伝送効率状態は、無線端末20a〜20cと無線基地局10との間のデータの伝送効率の状態である。伝送効率状態には、伝送効率が低下しておらず、安定している「通常」の状態と、伝送効率が低下した状態がある。伝送効率が低下した状態には、その低下原因により、着目している無線端末と無線基地局10との間の電波伝搬環境の劣化による伝送効率の低下(以下「低下(電波伝搬環境)」と示す)と、着目している無線端末以外の他無線端末と無線基地局10との間のトラヒック増加による伝送効率の低下(以下「低下(トラヒック)と示す」がある。接続端末管理テーブル14cでは、伝送効率状態について、「通常」を「0」、「低下(電波伝搬環境)」を「1」、「低下(トラヒック)」を「2」と表す。
伝送効率管理部14aは、接続端末の伝送効率状態を管理する。伝送効率管理部14aは、接続端末に関する信号強度、連続受信成功数も管理する。具体的には、伝送効率管理部14aは、データフレーム受信部11から、無線端末20a〜20cからの通知データを取得する。
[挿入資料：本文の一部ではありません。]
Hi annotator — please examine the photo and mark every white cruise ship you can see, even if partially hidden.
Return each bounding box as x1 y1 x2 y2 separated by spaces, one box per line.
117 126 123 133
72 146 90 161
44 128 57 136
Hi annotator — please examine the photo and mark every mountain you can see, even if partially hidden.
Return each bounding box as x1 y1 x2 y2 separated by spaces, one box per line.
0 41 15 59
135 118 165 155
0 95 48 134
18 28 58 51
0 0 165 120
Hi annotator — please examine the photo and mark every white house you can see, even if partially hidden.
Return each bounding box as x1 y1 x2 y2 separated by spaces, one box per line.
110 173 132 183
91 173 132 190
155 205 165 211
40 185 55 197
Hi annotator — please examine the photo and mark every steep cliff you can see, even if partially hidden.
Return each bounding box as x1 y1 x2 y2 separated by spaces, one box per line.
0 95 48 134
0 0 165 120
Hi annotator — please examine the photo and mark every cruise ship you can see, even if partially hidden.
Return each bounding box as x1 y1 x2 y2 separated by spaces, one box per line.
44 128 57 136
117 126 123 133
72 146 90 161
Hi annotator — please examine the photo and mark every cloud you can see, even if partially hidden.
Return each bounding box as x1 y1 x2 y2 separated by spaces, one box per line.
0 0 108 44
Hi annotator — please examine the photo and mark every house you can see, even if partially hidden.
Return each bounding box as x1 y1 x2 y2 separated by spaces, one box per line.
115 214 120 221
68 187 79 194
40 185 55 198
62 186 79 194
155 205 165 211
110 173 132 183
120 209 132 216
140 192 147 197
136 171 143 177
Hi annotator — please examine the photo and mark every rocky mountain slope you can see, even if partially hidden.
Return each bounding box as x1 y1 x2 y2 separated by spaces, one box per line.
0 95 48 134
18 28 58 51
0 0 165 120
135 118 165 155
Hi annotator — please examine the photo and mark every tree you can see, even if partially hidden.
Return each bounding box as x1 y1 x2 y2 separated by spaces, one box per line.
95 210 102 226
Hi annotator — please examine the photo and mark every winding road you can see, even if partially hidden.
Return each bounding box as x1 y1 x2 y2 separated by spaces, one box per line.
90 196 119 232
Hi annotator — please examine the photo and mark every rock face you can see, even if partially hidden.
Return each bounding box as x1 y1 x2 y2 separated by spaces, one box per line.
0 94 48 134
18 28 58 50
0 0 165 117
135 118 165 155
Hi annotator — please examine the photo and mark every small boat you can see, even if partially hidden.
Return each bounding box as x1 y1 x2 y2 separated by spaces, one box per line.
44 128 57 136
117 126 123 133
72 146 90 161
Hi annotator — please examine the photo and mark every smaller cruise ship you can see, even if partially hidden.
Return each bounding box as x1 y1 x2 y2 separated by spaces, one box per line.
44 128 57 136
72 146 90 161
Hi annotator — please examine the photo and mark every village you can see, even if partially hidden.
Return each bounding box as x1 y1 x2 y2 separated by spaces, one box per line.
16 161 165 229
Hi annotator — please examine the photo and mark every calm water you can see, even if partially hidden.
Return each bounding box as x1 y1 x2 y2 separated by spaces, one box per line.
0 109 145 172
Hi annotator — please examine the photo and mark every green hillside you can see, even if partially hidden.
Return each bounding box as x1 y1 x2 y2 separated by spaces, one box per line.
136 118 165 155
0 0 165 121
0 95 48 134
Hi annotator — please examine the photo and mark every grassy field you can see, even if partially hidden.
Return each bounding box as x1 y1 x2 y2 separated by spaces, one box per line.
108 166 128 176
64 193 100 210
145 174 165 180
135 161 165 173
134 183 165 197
通知データには、無線端末20a〜20cの伝送効率状態が含まれる。又、伝送効率管理部14aは、データフレーム受信部11が受信した無線端末20a〜20cからのデータの信号強度(RSSI)を測定する。更に、伝送効率管理部14aは、無線端末20a〜20cの連続受信成功数をアクセス制御部13から取得する。そして、伝送効率管理部14aは、通知データに含まれる伝送効率状態、測定したデータの信号強度(RSSI)、取得した連続受信成功数を接続端末管理テーブル14cに格納する。尚、伝送効率管理部14aは、接続端末の伝送効率状態、信号強度、連続受信成功数に変更があった場合には、接続端末管理テーブル14cを更新する。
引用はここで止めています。